Nacimeintos/Nativity Scenes, Latino Public Art Installation in the Front Yard

A different angle on a Nacimiento.  Photo: Albert Lopez

A different angle on a Nacimiento. Photo: Albert Lopez

During the Latino Christmas season, which begins December 12th on the Feast day of our Lady of Guadalupe and lasts until January 6th the Epiphany, Latino front yards become a celebration of public art installations.  Unlike many Christmas lawn decorations, which are pre-designed and store bought, the Latino front yard Nativity scenes are personal explosions of creative ideas.

The creation of Nacimientos/Nativity scenes is a Christian tradition that dates back to the 12th Century when St. Frances attempted to highlight the celebration of the birth of Jesus through creating a Christmas scene, rather than gift giving that was popular at that time. The early nativity were humble installations.

The enclosed Latino front yard becomes the perfect venue to keep this tradition alive by hosting these large dioramas.  Residents spend days in their front yards setting up these imagined places.  The fence that encloses the front yard creates the protection for the miniature landscapes needed from dogs, and children. The visually permeable chain link or wrought iron fence allows the public viewing access and create a space for the public to peer into the front yards.

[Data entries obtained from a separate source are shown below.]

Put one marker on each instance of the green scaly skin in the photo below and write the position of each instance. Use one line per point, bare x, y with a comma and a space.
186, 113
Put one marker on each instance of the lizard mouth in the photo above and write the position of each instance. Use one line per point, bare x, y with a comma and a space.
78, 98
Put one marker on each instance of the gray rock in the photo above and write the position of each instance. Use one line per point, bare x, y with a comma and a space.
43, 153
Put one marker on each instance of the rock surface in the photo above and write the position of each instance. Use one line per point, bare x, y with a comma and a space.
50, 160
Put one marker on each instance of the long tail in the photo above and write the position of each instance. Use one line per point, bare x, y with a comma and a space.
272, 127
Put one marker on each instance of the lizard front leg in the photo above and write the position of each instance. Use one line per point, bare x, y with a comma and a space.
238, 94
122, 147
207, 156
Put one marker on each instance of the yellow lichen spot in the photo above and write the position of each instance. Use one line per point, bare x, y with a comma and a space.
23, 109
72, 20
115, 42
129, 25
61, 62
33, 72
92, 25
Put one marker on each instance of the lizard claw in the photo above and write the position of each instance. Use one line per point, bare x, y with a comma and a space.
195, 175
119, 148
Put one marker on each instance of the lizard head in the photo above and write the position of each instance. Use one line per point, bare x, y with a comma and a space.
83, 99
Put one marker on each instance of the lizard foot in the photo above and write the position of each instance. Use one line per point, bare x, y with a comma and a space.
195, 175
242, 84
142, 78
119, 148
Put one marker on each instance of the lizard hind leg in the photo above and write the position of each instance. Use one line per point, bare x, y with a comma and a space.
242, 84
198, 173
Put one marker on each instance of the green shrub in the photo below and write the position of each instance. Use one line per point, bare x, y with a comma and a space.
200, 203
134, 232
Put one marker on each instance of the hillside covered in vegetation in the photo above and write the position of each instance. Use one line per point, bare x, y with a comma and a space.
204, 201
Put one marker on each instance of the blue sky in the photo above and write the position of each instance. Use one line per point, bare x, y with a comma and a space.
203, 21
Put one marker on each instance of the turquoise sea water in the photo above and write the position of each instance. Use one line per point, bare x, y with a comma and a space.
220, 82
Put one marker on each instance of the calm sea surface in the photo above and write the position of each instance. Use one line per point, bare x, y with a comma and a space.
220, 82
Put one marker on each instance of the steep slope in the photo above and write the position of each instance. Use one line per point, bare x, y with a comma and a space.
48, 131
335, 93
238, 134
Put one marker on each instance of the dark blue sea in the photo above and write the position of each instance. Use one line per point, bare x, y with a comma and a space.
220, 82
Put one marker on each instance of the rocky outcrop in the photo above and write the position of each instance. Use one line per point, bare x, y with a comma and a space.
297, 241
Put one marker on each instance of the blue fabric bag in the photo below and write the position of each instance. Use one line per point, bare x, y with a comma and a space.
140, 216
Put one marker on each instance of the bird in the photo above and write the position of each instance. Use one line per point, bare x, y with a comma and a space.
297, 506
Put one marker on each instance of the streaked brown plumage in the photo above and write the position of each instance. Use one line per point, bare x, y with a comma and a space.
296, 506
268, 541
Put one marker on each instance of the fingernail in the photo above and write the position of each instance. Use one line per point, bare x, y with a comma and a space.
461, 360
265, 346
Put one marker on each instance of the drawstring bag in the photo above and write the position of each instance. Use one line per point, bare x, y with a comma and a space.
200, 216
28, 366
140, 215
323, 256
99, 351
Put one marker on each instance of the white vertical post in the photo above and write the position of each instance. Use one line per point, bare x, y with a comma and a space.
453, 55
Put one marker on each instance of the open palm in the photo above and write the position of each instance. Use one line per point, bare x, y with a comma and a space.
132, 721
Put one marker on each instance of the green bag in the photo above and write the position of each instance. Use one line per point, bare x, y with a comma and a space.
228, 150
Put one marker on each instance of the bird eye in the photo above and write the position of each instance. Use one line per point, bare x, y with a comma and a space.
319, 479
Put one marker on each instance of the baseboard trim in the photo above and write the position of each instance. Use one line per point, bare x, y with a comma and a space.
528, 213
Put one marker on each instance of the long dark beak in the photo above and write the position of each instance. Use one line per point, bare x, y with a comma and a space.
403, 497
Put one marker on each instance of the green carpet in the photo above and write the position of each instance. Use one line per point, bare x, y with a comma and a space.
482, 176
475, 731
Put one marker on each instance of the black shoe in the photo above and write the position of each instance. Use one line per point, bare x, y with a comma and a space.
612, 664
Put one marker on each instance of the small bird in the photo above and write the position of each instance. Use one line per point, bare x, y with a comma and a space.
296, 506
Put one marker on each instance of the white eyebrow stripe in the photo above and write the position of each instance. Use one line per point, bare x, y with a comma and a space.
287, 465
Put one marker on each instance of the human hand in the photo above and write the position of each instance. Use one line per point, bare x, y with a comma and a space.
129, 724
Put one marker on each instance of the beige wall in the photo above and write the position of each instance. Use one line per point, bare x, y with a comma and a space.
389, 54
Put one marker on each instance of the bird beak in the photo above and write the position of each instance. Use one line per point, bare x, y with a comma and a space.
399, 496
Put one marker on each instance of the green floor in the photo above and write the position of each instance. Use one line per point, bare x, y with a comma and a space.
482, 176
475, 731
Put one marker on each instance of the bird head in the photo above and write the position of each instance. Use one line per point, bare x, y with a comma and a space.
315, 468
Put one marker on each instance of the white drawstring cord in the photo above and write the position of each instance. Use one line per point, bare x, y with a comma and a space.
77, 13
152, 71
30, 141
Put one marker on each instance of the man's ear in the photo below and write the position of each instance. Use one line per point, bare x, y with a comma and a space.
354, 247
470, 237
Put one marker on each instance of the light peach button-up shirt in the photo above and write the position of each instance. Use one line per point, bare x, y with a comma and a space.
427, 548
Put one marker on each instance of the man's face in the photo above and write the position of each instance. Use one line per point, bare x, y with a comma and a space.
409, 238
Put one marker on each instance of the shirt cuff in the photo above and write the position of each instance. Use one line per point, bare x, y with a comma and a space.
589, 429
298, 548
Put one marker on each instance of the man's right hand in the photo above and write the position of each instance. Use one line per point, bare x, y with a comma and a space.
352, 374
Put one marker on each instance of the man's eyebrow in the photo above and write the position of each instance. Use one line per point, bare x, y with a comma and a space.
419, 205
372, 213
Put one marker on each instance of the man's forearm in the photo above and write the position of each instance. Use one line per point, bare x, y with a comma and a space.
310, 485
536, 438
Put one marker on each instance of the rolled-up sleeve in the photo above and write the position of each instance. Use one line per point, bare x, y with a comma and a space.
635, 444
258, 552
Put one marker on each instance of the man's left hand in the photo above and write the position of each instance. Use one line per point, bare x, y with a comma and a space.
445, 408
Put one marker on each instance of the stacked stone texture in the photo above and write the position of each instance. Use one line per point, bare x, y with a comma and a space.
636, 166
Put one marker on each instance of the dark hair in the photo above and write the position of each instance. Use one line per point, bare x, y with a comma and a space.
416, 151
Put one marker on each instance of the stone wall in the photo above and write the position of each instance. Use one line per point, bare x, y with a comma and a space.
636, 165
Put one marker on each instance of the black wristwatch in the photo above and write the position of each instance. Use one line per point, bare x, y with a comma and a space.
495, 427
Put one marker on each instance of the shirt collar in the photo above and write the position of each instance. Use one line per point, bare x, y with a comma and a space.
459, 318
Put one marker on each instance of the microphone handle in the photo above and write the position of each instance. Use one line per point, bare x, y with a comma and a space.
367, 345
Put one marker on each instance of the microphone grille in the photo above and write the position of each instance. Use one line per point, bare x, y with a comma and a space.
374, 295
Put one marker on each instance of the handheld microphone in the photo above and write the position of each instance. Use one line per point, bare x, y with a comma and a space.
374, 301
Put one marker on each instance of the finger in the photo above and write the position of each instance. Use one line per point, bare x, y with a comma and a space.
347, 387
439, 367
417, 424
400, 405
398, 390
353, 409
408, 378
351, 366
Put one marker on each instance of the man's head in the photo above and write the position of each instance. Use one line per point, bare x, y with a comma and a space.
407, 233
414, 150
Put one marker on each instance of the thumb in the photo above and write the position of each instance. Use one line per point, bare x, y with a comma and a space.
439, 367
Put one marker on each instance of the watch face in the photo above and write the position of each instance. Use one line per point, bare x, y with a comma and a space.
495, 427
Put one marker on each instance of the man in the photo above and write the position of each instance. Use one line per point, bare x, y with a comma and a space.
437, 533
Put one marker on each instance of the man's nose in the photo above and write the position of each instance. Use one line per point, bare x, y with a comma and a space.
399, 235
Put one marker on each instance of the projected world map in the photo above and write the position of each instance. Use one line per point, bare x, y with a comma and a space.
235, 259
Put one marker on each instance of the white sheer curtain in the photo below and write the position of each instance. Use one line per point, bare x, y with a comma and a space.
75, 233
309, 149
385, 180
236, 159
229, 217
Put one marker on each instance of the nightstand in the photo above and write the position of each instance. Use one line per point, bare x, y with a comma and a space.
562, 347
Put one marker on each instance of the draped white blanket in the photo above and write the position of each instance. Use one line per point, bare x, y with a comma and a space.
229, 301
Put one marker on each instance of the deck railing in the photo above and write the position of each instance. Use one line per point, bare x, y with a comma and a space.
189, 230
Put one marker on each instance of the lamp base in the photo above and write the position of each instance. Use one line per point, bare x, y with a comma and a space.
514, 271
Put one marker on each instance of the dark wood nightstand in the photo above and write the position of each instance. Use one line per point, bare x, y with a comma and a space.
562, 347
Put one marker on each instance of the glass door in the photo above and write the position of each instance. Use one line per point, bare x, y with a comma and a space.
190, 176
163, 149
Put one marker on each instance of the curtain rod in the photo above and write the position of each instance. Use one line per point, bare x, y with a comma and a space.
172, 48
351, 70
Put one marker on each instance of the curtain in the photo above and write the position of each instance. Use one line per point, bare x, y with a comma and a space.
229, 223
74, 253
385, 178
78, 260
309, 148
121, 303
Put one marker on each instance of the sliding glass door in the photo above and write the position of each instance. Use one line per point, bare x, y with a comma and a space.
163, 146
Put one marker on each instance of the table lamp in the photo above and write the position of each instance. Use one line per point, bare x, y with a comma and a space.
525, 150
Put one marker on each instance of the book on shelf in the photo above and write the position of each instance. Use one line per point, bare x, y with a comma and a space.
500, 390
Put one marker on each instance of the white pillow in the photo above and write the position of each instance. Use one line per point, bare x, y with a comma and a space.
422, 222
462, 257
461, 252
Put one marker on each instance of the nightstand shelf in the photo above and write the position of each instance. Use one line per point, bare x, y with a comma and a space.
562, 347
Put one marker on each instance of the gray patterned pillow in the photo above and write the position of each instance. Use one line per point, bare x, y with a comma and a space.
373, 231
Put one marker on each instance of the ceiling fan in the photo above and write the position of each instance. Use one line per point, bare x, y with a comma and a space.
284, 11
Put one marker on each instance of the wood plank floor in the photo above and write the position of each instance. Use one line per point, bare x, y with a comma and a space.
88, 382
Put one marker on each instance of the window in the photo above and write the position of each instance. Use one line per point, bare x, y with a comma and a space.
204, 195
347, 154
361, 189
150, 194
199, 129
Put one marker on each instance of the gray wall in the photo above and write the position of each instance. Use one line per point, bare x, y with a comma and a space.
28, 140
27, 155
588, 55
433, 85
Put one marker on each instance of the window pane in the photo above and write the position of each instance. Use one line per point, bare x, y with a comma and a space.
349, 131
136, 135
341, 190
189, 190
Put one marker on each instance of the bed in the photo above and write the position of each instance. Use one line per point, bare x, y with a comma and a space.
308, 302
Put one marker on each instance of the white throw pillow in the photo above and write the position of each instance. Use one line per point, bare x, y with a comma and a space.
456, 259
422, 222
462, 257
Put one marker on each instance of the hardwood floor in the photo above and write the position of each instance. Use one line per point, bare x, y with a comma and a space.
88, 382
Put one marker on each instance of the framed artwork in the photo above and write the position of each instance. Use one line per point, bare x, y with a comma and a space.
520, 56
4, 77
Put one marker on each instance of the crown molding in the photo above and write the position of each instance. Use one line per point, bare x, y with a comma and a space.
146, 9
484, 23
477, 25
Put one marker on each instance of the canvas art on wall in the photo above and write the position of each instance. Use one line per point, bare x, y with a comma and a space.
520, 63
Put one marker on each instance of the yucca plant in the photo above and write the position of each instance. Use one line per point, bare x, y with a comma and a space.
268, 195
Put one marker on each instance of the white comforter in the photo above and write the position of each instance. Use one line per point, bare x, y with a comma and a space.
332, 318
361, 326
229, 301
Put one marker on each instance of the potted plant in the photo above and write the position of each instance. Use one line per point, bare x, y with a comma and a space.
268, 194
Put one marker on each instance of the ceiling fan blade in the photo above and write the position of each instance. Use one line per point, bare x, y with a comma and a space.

These rich public displays highlight the handy work of (mainly) woman who attempt to represent the birth of Jesus.

Photo: Albert Lopez

Photo: Albert Lopez

These women tap into their memories of places, real and imagined and knit them together in elaborate dioramas.  They utilize the existing site conditions and materials at hand. The ubiquitous suburban front yard is transformed into a magical place.

The construction of the Nacimientos can be as simple as putting a table in the front yard and placing the diorama on top of it. Others scenes are elaborate, elevated land masses of mountains, valleys, and plains that start on the ground plain and work themselves up to as high as three feet. Cardboard, sand, rocks, moss, construction paper, real plants are all used to create the landscape.

Shimmering waterfalls, creeks, and ponds made of foil, mirrors and cellophane, are added to the mossy landscapes to create a rich tactile character.

Animated animals, Christmas tunes, flowing water, and lights create engaging dioramas.

From the mountain’s of central Mexico, the dessert’s of Northern Mexico, to the jungles’ of the southern Mexico, the artist create the topography and landscapes where they come from or are familiar with. In addition the ranchos, pueblitos and pueblos are reproduced in miniature form.

Hundreds of tiny, colorful objects are used to represent forests, deserts, villages, towns, and the nativity scene. Stones from their village, a small structure, re-enforce the memories of their homeland or a place passed on through generations.

Traditional clay, handmade, brightly colored, Mexican miniatures representing cactus, animals, buildings, and people are combined with Victorian house miniatures of snowy Christmas places. The juxtaposition of the hand made verse store bought, snowy landscapes verse deserts landscapes illustrates the diversity of these miniatures where nothing is discarded. These are whimsical approachable and engaging.

The statues of Mary, Joseph and the Christ child are located usually in the center or some proximate place in the scene. Some nativity scenes contain many holy family sets. They are surrounded by vast landscapes of adoring plants, animals, and people.

The creators can walk you through their dioramas like touring their life in three dimensions.  Their dreams and family histories are interwoven into the physical landscape to enacted the urban fabric of Latino neighborhoods.

Majestically during the Christmas season these Nacimeintos sit on display for all the world to view with little recognition to the artist who create them.

As Latino immigrants settle into the suburbs, they bring with them new ideas on how to use public/private space through their cultural practices.  By enacting these spaces Latinos are creating new public art and urban design pattern out of the suburban front yard.